ANEC seeks an expert on safety of ICT & AV equipment

We are looking for a volunteer with expertise in the area of safety of ICT and audio-video equipment (mobile phones, television sets, etc.) to represent ANEC in standardisation work at the European (CENELEC/TC 108x) and international (IEC/TC 108) levels. It is expected work will be carried out by correspondence on the whole, with up to four meetings annually.

Although unable to offer a salary or honorarium, we do cover the travel, accommodation and subsistence expenses of our volunteer experts in line with the rules laid down by the EC and EFTA. Above all, we offer the possibility to our experts to influence legislation and technical standards to the benefit of all in society.
For more information, please see the vacancy notice.

 

 

TACD resolution on TBTs to trade in TTIP

On 9 September, the Transatlantic Consumer Dialogue (TACD) published a new policy resolution on Technical Barriers to Trade (TBTs) in the context of the proposed Transatlantic Trade and Investment Partnership (TTIP). The paper includes examination of the differences between the US and EU standards-making models and makes recommendations to EU and US negotiators on how these distinct approaches could be reconciled to bring about more cooperation, without lowering essential safety levels.

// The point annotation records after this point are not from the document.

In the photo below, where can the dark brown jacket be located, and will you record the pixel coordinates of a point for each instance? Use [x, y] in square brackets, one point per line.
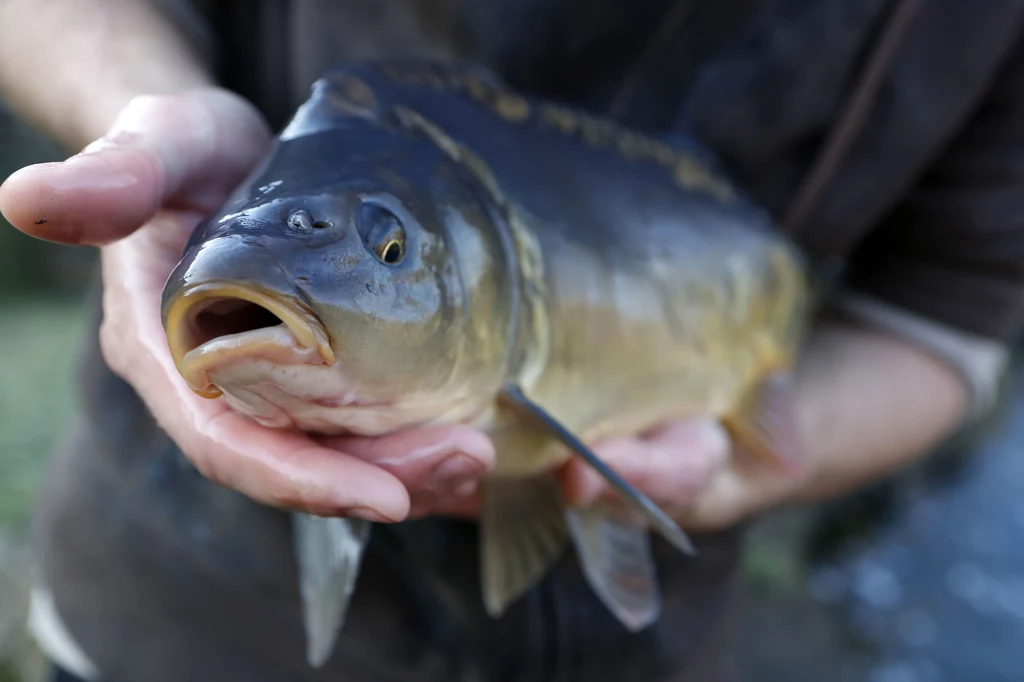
[887, 136]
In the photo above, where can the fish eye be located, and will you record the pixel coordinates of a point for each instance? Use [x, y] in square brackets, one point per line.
[382, 232]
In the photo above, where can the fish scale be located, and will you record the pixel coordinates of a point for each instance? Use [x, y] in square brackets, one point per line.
[562, 280]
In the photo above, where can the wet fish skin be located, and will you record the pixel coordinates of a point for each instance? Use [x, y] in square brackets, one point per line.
[615, 278]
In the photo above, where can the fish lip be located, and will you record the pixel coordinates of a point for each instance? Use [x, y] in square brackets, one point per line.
[304, 325]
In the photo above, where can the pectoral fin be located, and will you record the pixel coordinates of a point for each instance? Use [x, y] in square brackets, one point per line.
[615, 557]
[328, 553]
[658, 519]
[523, 533]
[765, 421]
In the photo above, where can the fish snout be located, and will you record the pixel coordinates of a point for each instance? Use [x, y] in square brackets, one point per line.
[226, 303]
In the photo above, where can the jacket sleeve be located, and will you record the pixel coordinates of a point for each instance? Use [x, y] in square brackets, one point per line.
[953, 250]
[946, 267]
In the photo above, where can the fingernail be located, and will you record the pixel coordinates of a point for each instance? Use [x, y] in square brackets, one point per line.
[467, 488]
[454, 471]
[95, 172]
[369, 514]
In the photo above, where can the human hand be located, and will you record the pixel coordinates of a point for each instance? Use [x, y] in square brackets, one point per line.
[137, 194]
[690, 469]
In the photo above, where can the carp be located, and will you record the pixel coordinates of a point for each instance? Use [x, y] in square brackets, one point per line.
[425, 245]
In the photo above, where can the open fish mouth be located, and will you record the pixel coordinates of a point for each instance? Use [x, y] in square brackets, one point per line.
[213, 324]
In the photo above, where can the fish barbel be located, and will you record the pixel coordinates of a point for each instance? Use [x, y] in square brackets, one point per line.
[424, 245]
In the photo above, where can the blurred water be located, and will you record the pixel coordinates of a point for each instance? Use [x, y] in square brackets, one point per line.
[938, 593]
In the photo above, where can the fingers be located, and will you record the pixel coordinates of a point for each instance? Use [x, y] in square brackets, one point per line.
[183, 151]
[431, 462]
[671, 465]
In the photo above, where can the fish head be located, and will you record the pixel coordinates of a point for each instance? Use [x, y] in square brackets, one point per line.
[358, 283]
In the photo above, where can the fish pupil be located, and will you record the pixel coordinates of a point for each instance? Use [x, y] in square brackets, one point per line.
[392, 252]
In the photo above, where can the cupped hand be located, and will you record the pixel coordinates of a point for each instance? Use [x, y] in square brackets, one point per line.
[138, 193]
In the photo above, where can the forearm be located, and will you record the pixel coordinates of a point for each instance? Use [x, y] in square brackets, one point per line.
[869, 403]
[70, 66]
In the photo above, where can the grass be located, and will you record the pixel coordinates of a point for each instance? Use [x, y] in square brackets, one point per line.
[39, 348]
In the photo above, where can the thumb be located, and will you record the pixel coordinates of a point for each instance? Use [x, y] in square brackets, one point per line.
[181, 151]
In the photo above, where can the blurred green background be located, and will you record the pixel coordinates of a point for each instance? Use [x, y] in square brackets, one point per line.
[40, 333]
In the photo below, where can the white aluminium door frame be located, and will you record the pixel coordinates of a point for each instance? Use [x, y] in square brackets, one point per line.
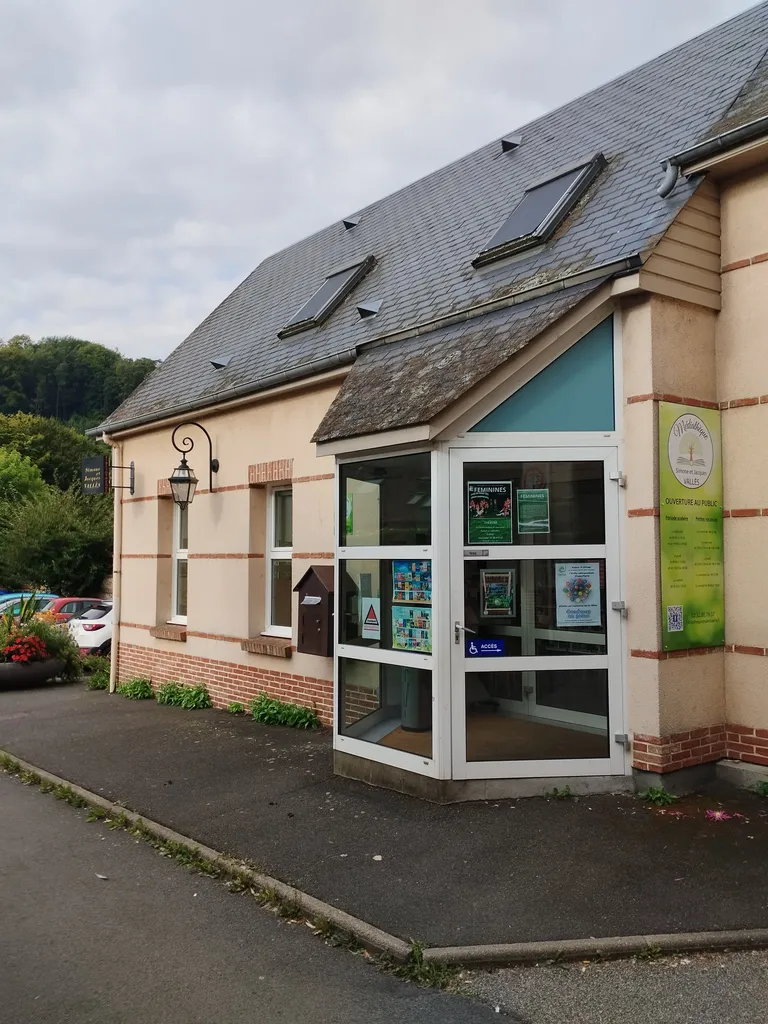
[615, 763]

ANEC co-authored the paper, focusing on the EU situation and related recommendations. The Resolution will be discussed with US and EU officials on 13 September during a roundtable in Washington, DC.

“European standards for the 21st century”

On 7 September, ANEC Secretary-General, Stephen Russell, was a speaker at a Single Market Roundtable hosted by the European Policy Centre (EPC) on “European standards for the 21st century”, further to publication of the “Standards Package II” by the European Commission on 1 June.

Mr Russell spoke about standards not only being a keystone for trade in the Single Market for goods, but in contributing to consumer confidence and protection. He then reflected on how standards could help meet the challenges consumers face in the 21st century.

Children’s chair mounted seats

ANEC welcomed approval in August 2016 of an amendment to the European standard for chair mounted seats, EN 16120-A1/FprA2. This is further to a change made to the amendment after its submission to public enquiry in 2015 when ANEC opposed the draft as it provided lateral protection for children only up to 18 months of age, in conflict with EU Commission Decision (2013/121/EU) on safety requirements for certain seats for children.

The Commission Decision indicates that the chair “must also be fitted with side armrests that are high enough to ensure that a child remains in the seat when he or she leans in any direction”. It does not state an age restriction. The deletion of the age limit from the amendment enabled ANEC to support its adoption.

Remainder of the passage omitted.